El eléctrico debe ganar por utilidad, no por obligación
La comparación que ha utilizado es bastante gráfica: los caballos no desaparecieron porque se prohibieran, sino porque el coche se convirtió en una solución mejor para moverse. Y, según Sander, algo parecido ocurrirá con los coches de gasolina y diésel si la industria y los gobiernos resuelven los inconvenientes actuales del eléctrico.
Sander ha sido especialmente crítico con el tono del debate público. A su juicio, hablar solo de prohibir el motor de combustión es una mala forma de vender una tecnología nueva a clientes que llevan décadas usando coches con motor de combustión.
Según el directivo alemán, si la conversación gira únicamente en torno a cuándo dejará de poder comprarse un coche con motor térmico, el comprador adopta una postura a la defensiva. No se le está explicando por qué debería cambiar, y las ventajas, sino cuándo dejará de tener alternativa a algo que llevan -llevamos- acostumbrados décadas.
Por eso, Sander pide centrar el foco en tres puntos mucho más terrenales: más infraestructura de carga, precios de la energía más razonables y una comunicación más positiva sobre las ventajas reales del coche eléctrico.
Solo un 4-5% seguiría queriendo combustión en 2035
La frase más llamativa de Sander es su estimación a largo plazo. Si se eliminan las barreras actuales, el directivo cree que en torno a 2035 solo «un 3%, 4% o 5% de los clientes» seguirá queriendo comprar un coche con motor de combustión.
Esa previsión refleja la idea de que el motor térmico podría convertirse en algo de nicho, no porque sea ilegal, sino porque la mayoría de compradores acabaría viendo el eléctrico como la opción más lógica y práctica. Del mismo modo que sigue habiendo gente montando a caballo por puro placer, pero no para viajar.

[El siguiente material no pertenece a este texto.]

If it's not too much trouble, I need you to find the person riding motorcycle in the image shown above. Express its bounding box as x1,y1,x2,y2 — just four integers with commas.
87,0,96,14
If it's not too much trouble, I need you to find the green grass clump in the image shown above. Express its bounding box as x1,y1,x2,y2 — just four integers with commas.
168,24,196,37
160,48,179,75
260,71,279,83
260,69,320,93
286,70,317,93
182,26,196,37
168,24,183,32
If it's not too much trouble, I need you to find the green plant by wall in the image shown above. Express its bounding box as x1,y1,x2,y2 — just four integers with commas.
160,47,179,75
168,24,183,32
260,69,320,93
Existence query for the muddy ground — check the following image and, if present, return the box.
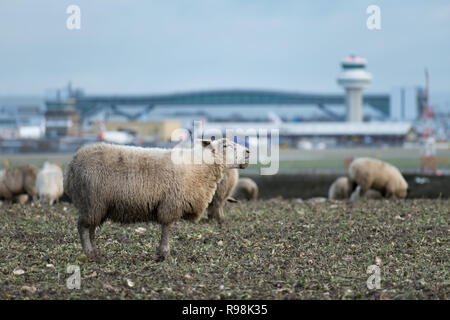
[0,199,450,299]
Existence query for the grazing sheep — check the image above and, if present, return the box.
[64,139,249,261]
[349,158,408,198]
[13,194,29,205]
[350,186,383,201]
[0,165,39,201]
[208,169,239,224]
[36,162,64,205]
[232,178,258,201]
[328,177,351,200]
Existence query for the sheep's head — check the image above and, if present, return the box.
[202,138,250,169]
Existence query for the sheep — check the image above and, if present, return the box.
[208,169,239,224]
[64,139,250,262]
[349,158,408,198]
[0,165,39,202]
[232,178,258,201]
[36,162,64,205]
[328,177,351,200]
[350,186,383,201]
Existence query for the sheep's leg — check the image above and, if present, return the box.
[157,223,173,261]
[216,207,225,224]
[208,203,224,224]
[89,226,103,262]
[78,216,96,260]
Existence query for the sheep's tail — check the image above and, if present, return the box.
[63,162,74,199]
[348,177,358,197]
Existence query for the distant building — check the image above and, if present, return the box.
[203,122,417,147]
[45,99,80,138]
[389,87,425,121]
[95,120,181,141]
[0,96,45,139]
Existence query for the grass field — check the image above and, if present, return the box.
[0,199,450,299]
[0,148,450,174]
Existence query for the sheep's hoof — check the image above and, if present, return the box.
[156,250,169,262]
[156,254,167,262]
[93,254,105,263]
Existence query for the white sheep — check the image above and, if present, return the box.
[349,158,408,198]
[328,177,351,200]
[64,139,249,260]
[36,162,64,205]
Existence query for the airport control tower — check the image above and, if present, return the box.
[337,55,372,122]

Fabricantes, proveedores y algunos gobiernos llevan meses pidiendo más flexibilidad para híbridos enchufables, combustibles sintéticos o tecnologías de transición de cara a 2035, y aunque se ha levantado un poco la mano, lo cierto es que, en la práctica, en 2035 será casi imposible vender coches nuevos con motor de combustión, a no ser que utilicen combustibles sintéticos y renovables.

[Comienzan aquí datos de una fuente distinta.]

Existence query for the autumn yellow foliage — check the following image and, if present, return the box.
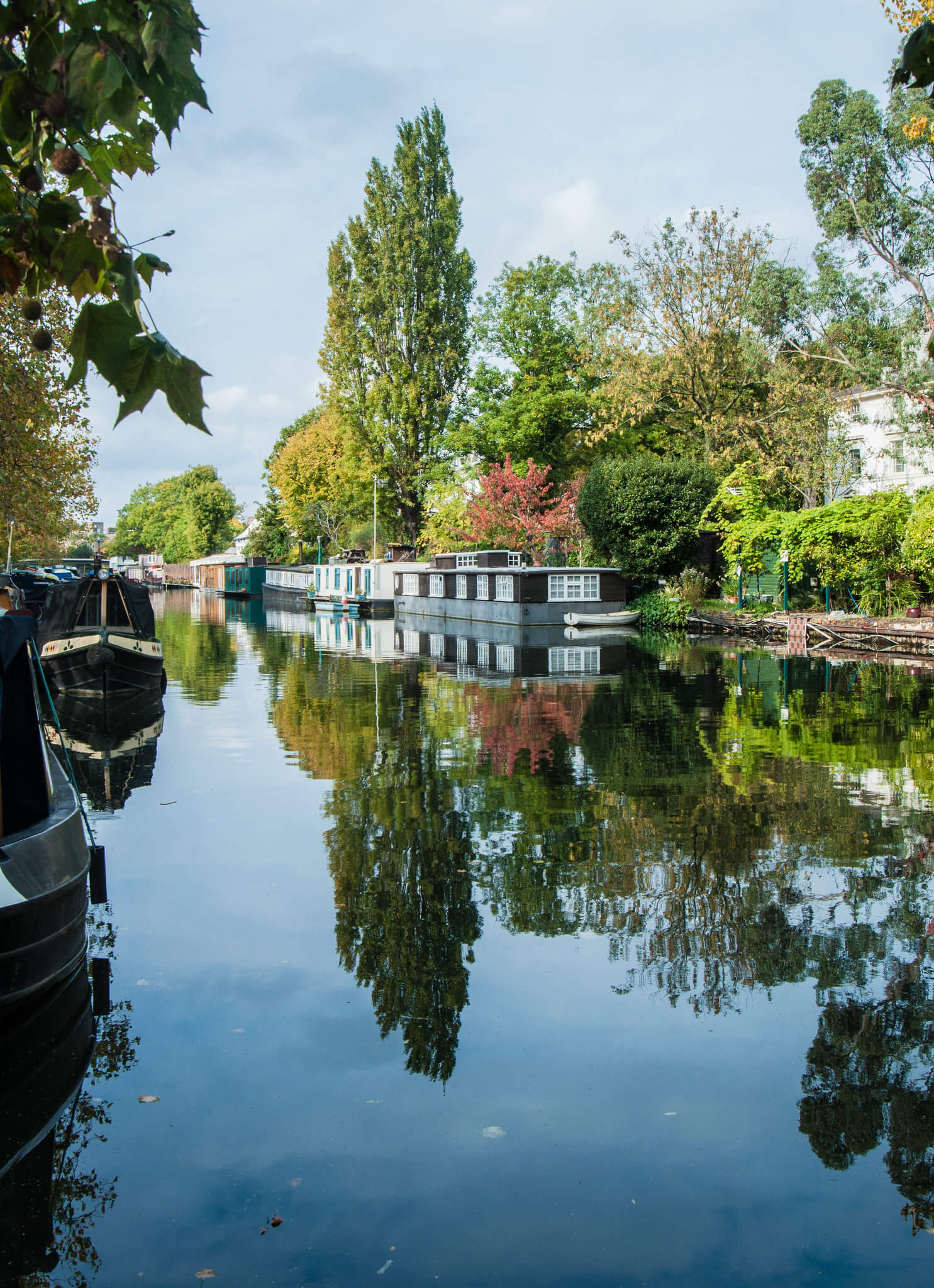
[880,0,934,35]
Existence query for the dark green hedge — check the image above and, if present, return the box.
[577,452,716,579]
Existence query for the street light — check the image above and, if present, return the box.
[778,550,790,613]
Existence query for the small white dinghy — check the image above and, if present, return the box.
[564,609,639,626]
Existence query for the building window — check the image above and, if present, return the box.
[548,572,600,600]
[496,644,515,671]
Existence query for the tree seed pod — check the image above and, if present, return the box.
[17,165,43,192]
[49,148,81,174]
[43,94,69,121]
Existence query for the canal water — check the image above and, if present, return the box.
[21,591,934,1288]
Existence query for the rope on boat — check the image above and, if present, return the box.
[30,639,98,853]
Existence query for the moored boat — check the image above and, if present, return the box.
[564,611,639,627]
[38,568,165,693]
[0,614,90,1009]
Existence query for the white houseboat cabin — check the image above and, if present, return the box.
[393,550,626,626]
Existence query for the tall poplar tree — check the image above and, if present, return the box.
[321,107,474,541]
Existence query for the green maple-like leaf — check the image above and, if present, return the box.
[69,301,210,434]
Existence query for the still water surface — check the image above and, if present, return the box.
[25,592,934,1288]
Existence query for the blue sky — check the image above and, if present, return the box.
[90,0,898,523]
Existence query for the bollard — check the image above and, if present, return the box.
[87,845,107,903]
[90,957,111,1015]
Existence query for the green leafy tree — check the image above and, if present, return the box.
[0,289,97,559]
[789,80,934,445]
[321,107,474,542]
[269,406,372,546]
[0,0,208,431]
[577,452,716,579]
[113,465,238,563]
[456,255,621,478]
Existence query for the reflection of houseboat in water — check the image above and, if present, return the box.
[45,694,164,813]
[263,546,428,617]
[393,550,626,627]
[394,613,638,679]
[265,608,639,677]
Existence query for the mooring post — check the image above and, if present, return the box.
[87,845,107,903]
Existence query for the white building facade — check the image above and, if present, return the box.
[843,389,934,496]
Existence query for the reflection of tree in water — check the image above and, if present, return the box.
[260,631,931,1097]
[799,874,934,1233]
[158,596,237,704]
[3,913,138,1288]
[327,663,481,1080]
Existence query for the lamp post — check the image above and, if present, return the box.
[778,550,789,613]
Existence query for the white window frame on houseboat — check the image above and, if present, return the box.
[496,644,515,674]
[548,572,600,602]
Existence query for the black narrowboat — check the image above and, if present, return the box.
[38,568,165,693]
[0,957,94,1285]
[0,613,90,1009]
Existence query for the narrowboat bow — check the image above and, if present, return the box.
[0,613,90,1009]
[38,568,165,693]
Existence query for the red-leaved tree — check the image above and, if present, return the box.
[465,455,584,564]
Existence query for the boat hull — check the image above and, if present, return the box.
[0,756,90,1009]
[40,630,164,693]
[564,609,639,627]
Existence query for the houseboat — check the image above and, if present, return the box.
[393,612,640,682]
[263,547,428,617]
[393,550,626,627]
[0,613,90,1009]
[189,550,267,599]
[38,568,165,693]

La cuestión no es si el motor térmico desaparecerá, sino a qué velocidad lo hará
Los caballos no desaparecieron con la invención del automóvil. Dejaron de utilizarse como medio de transporte, pero siguen existiendo con un papel diferente: se utilizan por ocio, deporte o simplemente por tradición. Sander cree que puede acabar pasando algo parecido con el motor de combustión.
La clave está en los condicionales: si la carga mejora, si la electricidad no se dispara, si los eléctricos bajan de precio, si las baterías son más baratas… Y si el cliente percibe que el coche eléctrico no le obliga a renunciar a nada importante, cosa que, dicho sea de paso, está cambiando a una velocidad de vértigo.

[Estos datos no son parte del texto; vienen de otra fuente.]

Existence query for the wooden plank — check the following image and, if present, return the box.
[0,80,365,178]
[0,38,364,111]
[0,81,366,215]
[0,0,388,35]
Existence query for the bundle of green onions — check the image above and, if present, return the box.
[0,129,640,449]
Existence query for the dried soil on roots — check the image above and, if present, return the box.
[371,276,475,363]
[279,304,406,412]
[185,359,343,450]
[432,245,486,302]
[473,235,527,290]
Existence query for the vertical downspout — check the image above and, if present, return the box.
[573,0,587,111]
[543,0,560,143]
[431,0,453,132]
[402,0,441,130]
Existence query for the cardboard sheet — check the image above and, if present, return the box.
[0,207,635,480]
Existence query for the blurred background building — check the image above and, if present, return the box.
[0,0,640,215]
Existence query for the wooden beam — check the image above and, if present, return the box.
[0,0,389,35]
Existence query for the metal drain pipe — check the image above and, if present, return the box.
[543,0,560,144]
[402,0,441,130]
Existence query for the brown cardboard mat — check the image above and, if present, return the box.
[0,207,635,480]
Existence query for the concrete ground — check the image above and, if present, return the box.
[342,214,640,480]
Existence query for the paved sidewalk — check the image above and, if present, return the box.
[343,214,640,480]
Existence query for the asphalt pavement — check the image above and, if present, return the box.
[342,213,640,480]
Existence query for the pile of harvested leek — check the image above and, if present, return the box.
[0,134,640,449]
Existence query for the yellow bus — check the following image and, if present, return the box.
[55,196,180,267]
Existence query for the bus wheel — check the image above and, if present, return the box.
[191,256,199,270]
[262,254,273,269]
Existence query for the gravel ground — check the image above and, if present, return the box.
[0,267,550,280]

La otra parte importante del mensaje de Sander tiene que ver con China. Volkswagen reconoce está aprendiendo de China cómo desarrollar eléctricos más rápido, con más tecnología embarcada y con costes más agresivos. Todo lo que está aprendiendo allí será clave para competir en Europa -y en otros mercados- frente a los fabricantes chinos para no acabar convirtiéndose en un fabricante de carruajes.